C.J. Lawrence Weekly – Cash Can be King Even When You’re Bullish

Whether it’s the machines at work, or faster fingered traders, when the market shifts, it happens fast. The week after Thanksgiving provides a good example of how quickly sentiment can change, and how dramatically and demonstrably the market reacts to those shifts. For months, pundits have been calling for a market correction based on a variety of technical factors. While the broader market has failed to deliver that correction, the sector rotation experienced during the week after Thanksgiving was fierce. One can debate the catalyst that launched the rotation, but it seems to us that the U.S. Senate’s announcement that it had the requisite votes for tax reform, set the rotation in motion.


Within milliseconds of the headlines hitting the newswires, traders and machines bought the tax beneficiaries (domestic companies that would benefit from lower domestic corporate tax rates) and sold less tax-advantaged stocks. The rotation bid up many year-to-date price losers and sold the winners. The biggest gainers during the two-trading day period were Broadcasters, Department Stores, and Food Retailers, all of which had negative year-to-date price performance to that point. Between Friday and Monday those group indices were up 6.3%, 5.8%, and 3.9% respectively. The losers were Software, Semiconductors, and Health Care Suppliers which had all posted 30+% price gains year-to-date.

8%- 10% performance differentials between winning and losing groups were not uncommon during that two-day rotation. The broader market did not experience a correction, but many sectors and groups did.

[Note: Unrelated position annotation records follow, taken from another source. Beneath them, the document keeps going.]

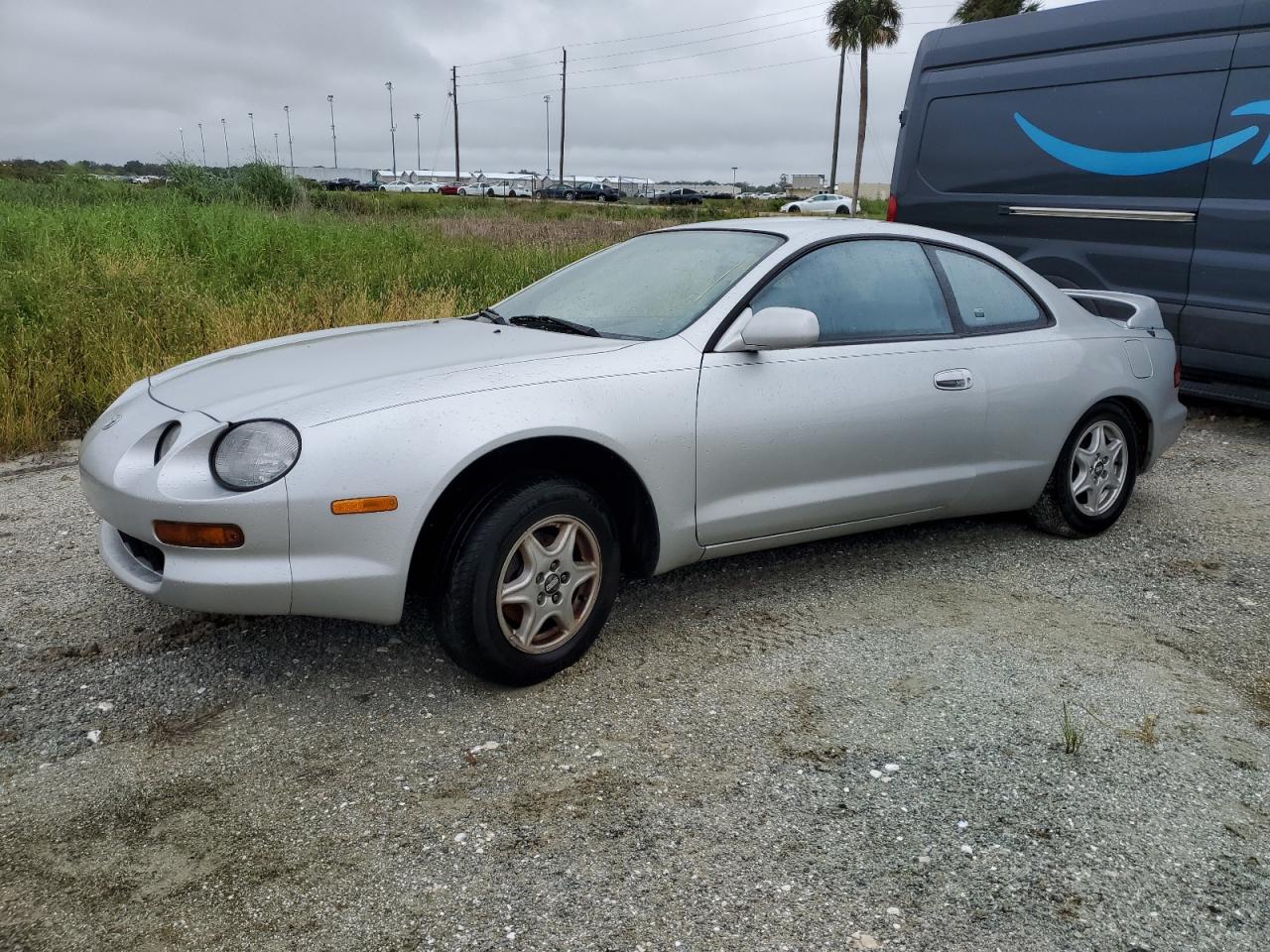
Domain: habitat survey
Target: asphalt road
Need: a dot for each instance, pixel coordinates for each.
(841, 746)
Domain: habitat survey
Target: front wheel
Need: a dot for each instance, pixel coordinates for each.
(530, 583)
(1093, 476)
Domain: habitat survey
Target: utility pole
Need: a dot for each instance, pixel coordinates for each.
(547, 177)
(564, 71)
(391, 126)
(291, 143)
(453, 93)
(334, 151)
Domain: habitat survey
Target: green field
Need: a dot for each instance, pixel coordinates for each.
(102, 284)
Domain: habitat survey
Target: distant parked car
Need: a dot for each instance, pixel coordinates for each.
(680, 195)
(597, 191)
(417, 186)
(825, 203)
(567, 191)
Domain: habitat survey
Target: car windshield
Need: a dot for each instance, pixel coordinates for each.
(647, 289)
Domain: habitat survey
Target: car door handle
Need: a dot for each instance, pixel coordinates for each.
(957, 379)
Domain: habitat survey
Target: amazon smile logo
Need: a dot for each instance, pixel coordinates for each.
(1111, 163)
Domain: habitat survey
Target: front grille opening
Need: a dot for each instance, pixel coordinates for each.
(146, 553)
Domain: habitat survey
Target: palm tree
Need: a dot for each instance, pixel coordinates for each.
(975, 10)
(858, 26)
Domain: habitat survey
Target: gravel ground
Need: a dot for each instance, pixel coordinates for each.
(853, 744)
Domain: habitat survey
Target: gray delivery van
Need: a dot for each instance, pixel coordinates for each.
(1120, 145)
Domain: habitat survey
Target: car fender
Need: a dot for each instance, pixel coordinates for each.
(356, 566)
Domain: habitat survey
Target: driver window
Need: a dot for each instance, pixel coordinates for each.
(862, 290)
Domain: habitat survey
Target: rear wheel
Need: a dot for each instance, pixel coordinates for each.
(530, 583)
(1093, 476)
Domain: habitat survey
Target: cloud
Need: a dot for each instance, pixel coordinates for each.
(114, 81)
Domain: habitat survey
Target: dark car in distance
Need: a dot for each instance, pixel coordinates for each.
(680, 195)
(580, 191)
(1116, 146)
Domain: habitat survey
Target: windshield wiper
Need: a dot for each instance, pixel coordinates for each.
(489, 313)
(545, 321)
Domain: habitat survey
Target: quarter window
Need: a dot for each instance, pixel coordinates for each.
(985, 296)
(862, 291)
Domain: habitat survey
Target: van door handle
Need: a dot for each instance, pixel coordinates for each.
(957, 379)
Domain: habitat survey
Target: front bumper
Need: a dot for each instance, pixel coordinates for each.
(128, 490)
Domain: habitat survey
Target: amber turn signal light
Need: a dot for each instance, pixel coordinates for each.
(198, 535)
(363, 504)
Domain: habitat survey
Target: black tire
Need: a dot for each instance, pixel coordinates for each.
(1058, 511)
(463, 604)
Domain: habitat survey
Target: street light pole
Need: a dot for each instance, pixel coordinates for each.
(391, 127)
(291, 143)
(334, 151)
(547, 99)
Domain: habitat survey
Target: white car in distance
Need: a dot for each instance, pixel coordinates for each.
(826, 203)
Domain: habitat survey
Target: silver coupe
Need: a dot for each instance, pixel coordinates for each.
(685, 395)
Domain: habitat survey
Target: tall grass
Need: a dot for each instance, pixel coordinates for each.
(102, 284)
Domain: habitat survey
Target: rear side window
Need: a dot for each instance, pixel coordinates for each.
(985, 296)
(862, 291)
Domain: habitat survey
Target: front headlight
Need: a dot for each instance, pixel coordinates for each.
(254, 453)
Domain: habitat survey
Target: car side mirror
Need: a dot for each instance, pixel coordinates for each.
(772, 329)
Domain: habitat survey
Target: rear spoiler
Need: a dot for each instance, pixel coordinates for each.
(1137, 311)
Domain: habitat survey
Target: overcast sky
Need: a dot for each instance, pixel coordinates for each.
(87, 79)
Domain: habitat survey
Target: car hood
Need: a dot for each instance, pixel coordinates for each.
(318, 376)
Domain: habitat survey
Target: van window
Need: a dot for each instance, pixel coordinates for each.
(985, 296)
(862, 291)
(1025, 141)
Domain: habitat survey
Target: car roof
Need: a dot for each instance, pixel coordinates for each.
(803, 231)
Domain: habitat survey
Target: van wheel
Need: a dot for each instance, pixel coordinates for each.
(1093, 476)
(530, 583)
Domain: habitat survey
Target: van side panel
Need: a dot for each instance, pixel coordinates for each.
(1225, 322)
(1023, 153)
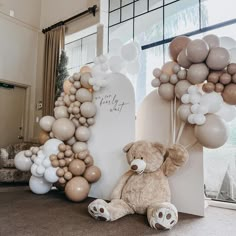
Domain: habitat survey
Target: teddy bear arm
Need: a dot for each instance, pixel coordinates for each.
(116, 193)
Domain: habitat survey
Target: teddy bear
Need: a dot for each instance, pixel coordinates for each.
(144, 189)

While the market’s recovery from fundamentally driven corrections, like the recession of 1990-1991, the popping of the internet bubble and subsequent recession in 2000-2001, and the financial crisis of 2008-2009 can take months, and even years, its average response to technical moves can now be measured in days. After the “flash crash” in 2010, the S&P 500 needed only five trading days to recuperate. When Greek banks were closed in 2015 to stave off collapse, the S&P 500 needed just 11 days to recoup the 2.6% dip it experienced during that period. When the Brexit vote was tallied in 2016, the S&P 500 sold off 5.3%. It took just 10 trading days to retrace the decline. Many of the losers in the post-Thanksgiving Day rotation have now regained most or all their declines. The point is that corrections and rotations, and the reactions to them, during periods of economic stability and/or expansion, are happening within increasingly compressed durations. Investors looking opportunistically for attractive entry points to high conviction ideas now have narrow windows in which to execute their strategies. Having plenty of dry power available, and the ability to put it to work quickly, have become strategic imperatives in today’s fast-moving market.